O presidente do Equador Rafael Correa, em visita oficial à França no início deste mês, foi convidado pelo Instituto de Altos Estudos da América Latina (IHEAL), da Universidade Paris 3, para ocupar a tribuna do Grande Anfiteatro da Sorbonne, onde proferiu a conferência “Crise europeia e o império do capitalismo. Lições da América Latina”.
“A Europa está em crise, e nós, latino-americanos, somos experts nela. Enquanto vocês estão em crise, nós vivemos a vida inteira margeados por ela. Por isso, posso dizer: nós a conhecemos muito bem”. Foi traçando este franco paralelo que Rafael Correa iniciou sua exposição, a qual buscou conduzir como uma aula de economia política e também como a oportunidade para fazer conhecidas as mudanças e transições operacionalizadas por seu país, que no período de 2007 a 2012 reduziu a pobreza em 16,9%.
O presidente rememorou importantes viradas históricas protagonizadas pelo Equador, que em 1998 sofreu as graves consequências de uma crise financeira e nos últimos anos vem sendo considerado, segundo dados da Comissão Econômica para a América Latina e o Caribe (CEPAL), o país que mais reduziu as desigualdades sociais na região. A queda é de oito pontos, e o que se vive hoje é fruto, entre outras alterações realizadas, de uma significativa reforma do sistema financeiro que foi posta em operação.
O Bem Viver
Aplaudido a cada vez em que apontava os prejuízos que uma democracia sofre ao optar pelo império do capitalismo, Rafael Correa criticou àquelas políticas, que em detrimento do bem-estar de uma sociedade, depositam seus esforços na proteção do capital financeiro.
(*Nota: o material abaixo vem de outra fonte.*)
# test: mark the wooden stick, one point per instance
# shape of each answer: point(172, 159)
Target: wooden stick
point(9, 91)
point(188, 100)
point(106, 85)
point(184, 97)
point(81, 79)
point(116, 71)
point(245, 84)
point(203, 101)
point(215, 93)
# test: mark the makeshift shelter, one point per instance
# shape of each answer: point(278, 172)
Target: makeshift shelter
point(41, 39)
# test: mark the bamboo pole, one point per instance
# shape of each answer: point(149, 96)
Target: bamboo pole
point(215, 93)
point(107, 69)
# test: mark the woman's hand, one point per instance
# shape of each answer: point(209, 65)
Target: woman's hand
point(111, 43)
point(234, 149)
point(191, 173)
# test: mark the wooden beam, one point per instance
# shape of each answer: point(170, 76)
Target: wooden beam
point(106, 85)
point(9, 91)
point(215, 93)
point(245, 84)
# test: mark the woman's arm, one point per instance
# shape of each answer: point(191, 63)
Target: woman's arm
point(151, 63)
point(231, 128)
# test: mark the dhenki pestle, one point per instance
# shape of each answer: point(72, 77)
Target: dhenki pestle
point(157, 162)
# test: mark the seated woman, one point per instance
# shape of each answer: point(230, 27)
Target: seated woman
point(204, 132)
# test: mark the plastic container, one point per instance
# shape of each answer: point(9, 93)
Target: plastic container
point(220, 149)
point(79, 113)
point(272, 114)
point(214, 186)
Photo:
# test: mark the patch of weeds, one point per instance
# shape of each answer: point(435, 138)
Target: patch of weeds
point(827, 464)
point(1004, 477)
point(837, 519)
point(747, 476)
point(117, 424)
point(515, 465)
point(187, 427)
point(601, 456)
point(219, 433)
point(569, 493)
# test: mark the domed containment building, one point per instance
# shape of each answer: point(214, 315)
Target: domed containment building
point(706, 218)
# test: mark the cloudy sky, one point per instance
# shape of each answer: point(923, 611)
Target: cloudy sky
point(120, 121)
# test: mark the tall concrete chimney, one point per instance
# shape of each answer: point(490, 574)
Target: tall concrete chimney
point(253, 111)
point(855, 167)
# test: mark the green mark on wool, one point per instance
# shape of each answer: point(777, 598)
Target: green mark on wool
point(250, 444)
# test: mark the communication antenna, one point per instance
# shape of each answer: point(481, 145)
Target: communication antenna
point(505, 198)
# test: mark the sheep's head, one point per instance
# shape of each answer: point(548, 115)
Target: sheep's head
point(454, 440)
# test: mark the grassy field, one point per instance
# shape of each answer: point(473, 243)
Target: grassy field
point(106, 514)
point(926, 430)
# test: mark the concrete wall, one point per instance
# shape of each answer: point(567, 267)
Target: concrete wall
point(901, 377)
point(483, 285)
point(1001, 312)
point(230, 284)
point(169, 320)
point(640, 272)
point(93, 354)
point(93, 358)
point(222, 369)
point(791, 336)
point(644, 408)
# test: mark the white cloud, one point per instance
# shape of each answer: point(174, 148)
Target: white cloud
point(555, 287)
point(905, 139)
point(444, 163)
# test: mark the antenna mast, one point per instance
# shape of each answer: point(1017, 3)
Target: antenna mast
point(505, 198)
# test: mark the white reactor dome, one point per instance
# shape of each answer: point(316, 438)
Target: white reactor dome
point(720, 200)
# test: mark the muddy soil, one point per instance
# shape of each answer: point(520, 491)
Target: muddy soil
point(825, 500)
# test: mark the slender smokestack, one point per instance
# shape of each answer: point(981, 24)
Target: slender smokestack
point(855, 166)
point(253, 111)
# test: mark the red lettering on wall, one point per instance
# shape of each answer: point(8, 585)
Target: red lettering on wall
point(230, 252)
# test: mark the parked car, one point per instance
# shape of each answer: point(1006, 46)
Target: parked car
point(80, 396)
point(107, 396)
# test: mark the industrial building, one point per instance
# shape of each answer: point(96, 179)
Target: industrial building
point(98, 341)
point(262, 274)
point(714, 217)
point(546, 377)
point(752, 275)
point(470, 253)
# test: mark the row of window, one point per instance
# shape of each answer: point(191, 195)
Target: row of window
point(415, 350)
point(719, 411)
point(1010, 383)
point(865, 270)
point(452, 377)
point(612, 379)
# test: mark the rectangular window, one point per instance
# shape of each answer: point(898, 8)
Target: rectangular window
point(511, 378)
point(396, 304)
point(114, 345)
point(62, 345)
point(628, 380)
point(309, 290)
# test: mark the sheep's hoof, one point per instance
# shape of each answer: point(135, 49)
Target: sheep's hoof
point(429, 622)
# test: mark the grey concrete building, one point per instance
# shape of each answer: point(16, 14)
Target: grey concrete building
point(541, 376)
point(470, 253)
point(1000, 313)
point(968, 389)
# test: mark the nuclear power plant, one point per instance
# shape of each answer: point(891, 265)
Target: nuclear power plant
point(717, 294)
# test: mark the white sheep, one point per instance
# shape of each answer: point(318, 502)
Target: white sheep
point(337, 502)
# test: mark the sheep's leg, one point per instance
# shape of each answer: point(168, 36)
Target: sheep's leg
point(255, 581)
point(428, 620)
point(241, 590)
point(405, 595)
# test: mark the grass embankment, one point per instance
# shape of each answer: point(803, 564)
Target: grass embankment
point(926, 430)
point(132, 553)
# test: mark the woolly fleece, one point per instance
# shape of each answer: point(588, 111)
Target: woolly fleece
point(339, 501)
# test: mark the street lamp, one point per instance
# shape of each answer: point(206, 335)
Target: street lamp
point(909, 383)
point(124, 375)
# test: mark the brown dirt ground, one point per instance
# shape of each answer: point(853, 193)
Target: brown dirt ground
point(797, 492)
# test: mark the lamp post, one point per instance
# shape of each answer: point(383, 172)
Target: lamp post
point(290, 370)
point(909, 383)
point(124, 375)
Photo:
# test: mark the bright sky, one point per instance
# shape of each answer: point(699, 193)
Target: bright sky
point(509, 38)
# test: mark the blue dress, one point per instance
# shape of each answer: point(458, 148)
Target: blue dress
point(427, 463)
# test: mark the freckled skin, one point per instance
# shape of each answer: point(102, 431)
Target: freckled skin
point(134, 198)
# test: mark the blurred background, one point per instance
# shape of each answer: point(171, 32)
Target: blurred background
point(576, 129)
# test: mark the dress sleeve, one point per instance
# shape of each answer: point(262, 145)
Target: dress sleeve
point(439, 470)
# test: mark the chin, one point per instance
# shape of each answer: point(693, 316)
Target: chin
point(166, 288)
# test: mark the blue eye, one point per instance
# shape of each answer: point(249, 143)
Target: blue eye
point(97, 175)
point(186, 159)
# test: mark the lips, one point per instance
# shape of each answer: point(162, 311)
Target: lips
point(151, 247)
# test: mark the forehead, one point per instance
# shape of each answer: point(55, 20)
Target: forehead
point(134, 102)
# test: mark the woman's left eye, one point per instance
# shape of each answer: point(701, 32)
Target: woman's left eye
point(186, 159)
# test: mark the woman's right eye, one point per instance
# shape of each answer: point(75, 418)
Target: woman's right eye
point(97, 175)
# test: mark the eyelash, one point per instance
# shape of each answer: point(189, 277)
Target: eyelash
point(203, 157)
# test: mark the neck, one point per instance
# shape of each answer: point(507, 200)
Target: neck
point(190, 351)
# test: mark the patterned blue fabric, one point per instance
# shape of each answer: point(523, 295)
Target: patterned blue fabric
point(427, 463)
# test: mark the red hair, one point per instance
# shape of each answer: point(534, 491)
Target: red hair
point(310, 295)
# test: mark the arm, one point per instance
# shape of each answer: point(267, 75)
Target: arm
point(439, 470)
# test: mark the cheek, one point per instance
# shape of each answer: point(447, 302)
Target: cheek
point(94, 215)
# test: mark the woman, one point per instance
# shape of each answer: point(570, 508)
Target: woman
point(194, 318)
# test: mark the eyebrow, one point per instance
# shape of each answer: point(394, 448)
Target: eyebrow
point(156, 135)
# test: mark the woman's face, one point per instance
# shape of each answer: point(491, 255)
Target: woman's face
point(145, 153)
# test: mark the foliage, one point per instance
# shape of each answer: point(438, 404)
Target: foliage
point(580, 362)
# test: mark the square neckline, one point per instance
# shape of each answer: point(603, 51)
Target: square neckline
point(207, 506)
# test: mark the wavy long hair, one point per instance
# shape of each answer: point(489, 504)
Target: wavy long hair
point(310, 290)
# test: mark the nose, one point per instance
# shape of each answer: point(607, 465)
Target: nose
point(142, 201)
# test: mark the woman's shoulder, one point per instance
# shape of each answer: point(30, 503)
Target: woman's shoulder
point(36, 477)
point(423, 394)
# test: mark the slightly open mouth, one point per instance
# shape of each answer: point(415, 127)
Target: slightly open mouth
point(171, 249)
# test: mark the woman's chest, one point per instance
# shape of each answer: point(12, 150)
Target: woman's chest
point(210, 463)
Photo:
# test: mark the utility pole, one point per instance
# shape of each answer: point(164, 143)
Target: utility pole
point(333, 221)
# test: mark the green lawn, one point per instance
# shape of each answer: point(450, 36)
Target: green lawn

Ele afirmou que “a supremacia há de ser sempre a do ser humano”, declarou com ênfase, diante da arena lotada.
Correa sublinhou ainda a diferença entre uma economia feita com o mercado e uma economia de mercado, definindo esta “como aquela que converte tudo em mercadoria”. Para ele, o grande problema enfrentado por muitos países atualmente diz respeito ao jogo de forças que se encontra edificado num mundo cada vez mais pautado pelo fundamentalismo liberal, “de modo que as pessoas chegam a crer que não existe alternativa extra capitalismo, quando outras alternativas existem, sim”, sugeriu confiante.
Lições latino-americanas
Correa, que aproveitou o momento para também falar da integração latino-americana, a qual deve se pautar “por uma verdadeira integração, ou seja, uma integração que priorize a construção de cidadãos latino-americanos e, não, de consumidores latino-americanos”, fez um alerta para que a Europa não venha a cometer os mesmos erros praticados pela América Latina em relação à cessão ao neoliberalismo, pois, segundo ele, “ir por aí está longe de ser a solução”.
O presidente, que em entrevista coletiva concedida dias após a conferência, disse que “a esquerda é e sempre foi uma sócia e uma cúmplice da direita”, foi taxativo ao orientar que a França e a Comunidade Europeia rejeitem as recomendações que o FMI costuma oferecer em tempos de crise: “não são os cidadãos comuns que devem carregar os danos de uma crise nas costas, como costuma fazer crer o Fundo Monetário Internacional”, enfatizou deixando evidente que seguir a cartilha do FMI é aprofundar os problemas e agravar a penúria da sociedade.
Terminada a exposição, os estudantes do Instituto de Altos Estudos da América Latina (IHEAL) arguiram Correa, que muito seguro do lugar estratégico que a América Latina vem ocupando no novo desenho geopolítico do mundo, encerrou a sua intervenção declarando com todas as letras: “Estou certo de que vocês da Europa têm muito a aprender conosco, latino-americanos”.